Hundreds of volunteers arriving to help quake-hit Kumamoto

DESTRUCTION — Photo taken from a Kyodo News helicopter (above) shows severe damage to a road following a magnitude-7.3 quake in Minamiaso, Kumamoto Prefecture, on April 16, in the wake of a magnitude 6.5 quake that rocked the area on April 14. Kyodo News photo  ==Kyodo

DESTRUCTION — Photo taken from a Kyodo News helicopter (above) shows severe damage to a road following a magnitude-7.3 quake in Minamiaso, Kumamoto Prefecture, on April 16, in the wake of a magnitude 6.5 quake that rocked the area on April 14. Kyodo News photo
==Kyodo

KUMAMOTO, Japan — Hundreds of volunteers arrived in Kumamoto and other prefectures in southwestern Japan on April 22, seeking to help people in some of the areas hardest-hit by the continuing series of earthquakes.

Some 1,000 people reported to Kumamoto city, the first batch of volunteers to be accepted by the prefectural capital, as the health of people stuck in evacuation centers becomes an increasingly serious issue across the region.

More than a week had passed since the initial magnitude-6.5 quake on April 14, which was followed by a M7.3 quake on April 16. While the death toll from the quakes stands at 48, 11 other people are suspected to have died due to health issues triggered by stress and fatigue while evacuating from their homes.
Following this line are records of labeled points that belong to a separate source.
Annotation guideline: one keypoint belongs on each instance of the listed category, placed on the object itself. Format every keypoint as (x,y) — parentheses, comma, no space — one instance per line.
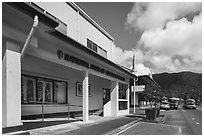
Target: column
(128,98)
(85,96)
(11,86)
(114,98)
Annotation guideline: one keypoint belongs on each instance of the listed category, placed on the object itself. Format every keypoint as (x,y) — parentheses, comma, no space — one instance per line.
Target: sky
(165,37)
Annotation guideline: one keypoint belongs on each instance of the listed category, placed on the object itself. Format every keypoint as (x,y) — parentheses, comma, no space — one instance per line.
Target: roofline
(31,10)
(150,78)
(83,13)
(78,45)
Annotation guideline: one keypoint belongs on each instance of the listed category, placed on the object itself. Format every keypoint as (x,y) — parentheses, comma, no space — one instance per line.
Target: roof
(31,10)
(77,8)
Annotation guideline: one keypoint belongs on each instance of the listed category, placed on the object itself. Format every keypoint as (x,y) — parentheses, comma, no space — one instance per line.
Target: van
(190,104)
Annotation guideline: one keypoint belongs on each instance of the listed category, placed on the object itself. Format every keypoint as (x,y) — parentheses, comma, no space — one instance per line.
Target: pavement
(96,125)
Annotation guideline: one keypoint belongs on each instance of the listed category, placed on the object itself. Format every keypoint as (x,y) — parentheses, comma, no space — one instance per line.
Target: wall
(34,66)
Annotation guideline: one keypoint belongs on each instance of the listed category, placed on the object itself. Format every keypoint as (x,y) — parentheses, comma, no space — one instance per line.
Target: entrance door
(106,96)
(106,102)
(44,91)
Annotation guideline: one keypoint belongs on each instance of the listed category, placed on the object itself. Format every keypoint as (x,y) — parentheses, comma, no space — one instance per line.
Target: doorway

The Self-Defense Forces and police resumed their search for two missing people in the village of Minamiaso on April 15 following the suspension of recovery operations a day earlier due to fears of possible landslides amid heavy rain.

The volunteers in the city of Kumamoto, where some 50,000 people remain evacuated from their homes, began helping with distribution of food and other supplies at evacuation centers and cleaning up of houses.

The hardest-hit Kumamoto town of Mashiki received about 390 volunteers April 15. As part of international assistance to the quake-hit areas, two South Korean transport planes carrying aid materials such as water, blankets and pre-packaged rice arrived at Kumamoto airport April 15, Chief Cabinet Secretary Yoshihide Suga told reports in Tokyo.

“I would like to thank the South Korean government for this heart-warming assistance,” the top government spokesman said. “This assistance means a lot also in terms of Japan-South Korean relations.”

About 5,000 packs of baby milk will arrive from Finland soon, according to the Japan-Finland parliamentary association.

More than 800 seismic events ranging from minor jolts to strong earthquakes have been detected in the region since the initial quake, according to the Japan Meteorological Agency.

A team of researchers led by Tokyo Denki University professor Susumu Yasuda, who surveyed Kumamoto and Mashiki after the powerful quakes, said they found dozens of cases of ground liquefaction along rivers and at other locations.

In some cases, buildings were left askew or foundations were visible as previously solid, but water-soaked ground, flowed away during the violent shaking.